Good, he thought. Then frowned.
Wait a minute. Not good. Doesn’t matter. None of his business.
Besides, maybe she’d been saving herself for his father. God, what a cringer that was.
“What about you?” she asked. “Are you married?”
“Nope. Not my thing.”
“Why not?”
Well, there were a whole bunch of why nots. The first of which was prenups could be broken and he had no intention of someone in stilettos walking off with his hard-earned cash. More than that, though, you had to trust your wife wouldn’t play you. And he’d long ago lost the illusion that faith in lovers or business associates could be justified.
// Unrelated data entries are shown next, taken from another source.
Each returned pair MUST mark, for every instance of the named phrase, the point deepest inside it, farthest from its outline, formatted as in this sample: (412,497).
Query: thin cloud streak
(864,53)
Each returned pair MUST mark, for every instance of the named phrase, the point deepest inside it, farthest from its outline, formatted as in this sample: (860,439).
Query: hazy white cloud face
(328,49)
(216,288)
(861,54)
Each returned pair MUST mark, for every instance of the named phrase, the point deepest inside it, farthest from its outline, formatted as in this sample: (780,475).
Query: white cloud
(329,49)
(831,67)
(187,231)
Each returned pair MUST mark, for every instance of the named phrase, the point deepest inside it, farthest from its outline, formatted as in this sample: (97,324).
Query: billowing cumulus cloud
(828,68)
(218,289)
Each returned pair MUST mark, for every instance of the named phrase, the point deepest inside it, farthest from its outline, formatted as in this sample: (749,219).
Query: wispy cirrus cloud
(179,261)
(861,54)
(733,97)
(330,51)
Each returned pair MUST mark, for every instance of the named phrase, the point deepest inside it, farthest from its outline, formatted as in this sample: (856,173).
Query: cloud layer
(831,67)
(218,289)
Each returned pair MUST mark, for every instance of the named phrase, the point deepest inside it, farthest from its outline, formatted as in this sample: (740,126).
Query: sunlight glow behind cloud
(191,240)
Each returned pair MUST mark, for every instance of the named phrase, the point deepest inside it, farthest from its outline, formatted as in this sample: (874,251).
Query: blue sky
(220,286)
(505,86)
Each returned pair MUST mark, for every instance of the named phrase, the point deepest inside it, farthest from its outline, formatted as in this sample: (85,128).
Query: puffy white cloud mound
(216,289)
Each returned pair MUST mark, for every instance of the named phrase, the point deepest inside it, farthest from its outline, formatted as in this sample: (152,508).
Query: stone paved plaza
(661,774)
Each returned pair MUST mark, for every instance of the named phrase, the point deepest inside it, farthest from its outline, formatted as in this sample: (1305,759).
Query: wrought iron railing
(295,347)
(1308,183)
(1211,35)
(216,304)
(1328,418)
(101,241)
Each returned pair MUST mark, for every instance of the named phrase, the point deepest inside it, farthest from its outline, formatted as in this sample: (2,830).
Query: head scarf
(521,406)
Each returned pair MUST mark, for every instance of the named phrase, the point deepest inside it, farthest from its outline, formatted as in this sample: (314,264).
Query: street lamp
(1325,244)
Hell, maybe he’d never had it. His two brothers were really the only people on the planet he believed in.
“No particular reason,” he said, dumping the eggs into the pan. As a hiss rose up from the hot iron, he tacked on, “Other than I’m a loner.”
She smiled. “Like your father.”
He whipped his head around. “I am nothing like my father.”
As she recoiled, he didn’t apologize. Some things needed to be stated clearly and he was not like that abusive, drunken bastard on any level.
“You like a lot of pepper in your eggs?” he said to fill up the silence.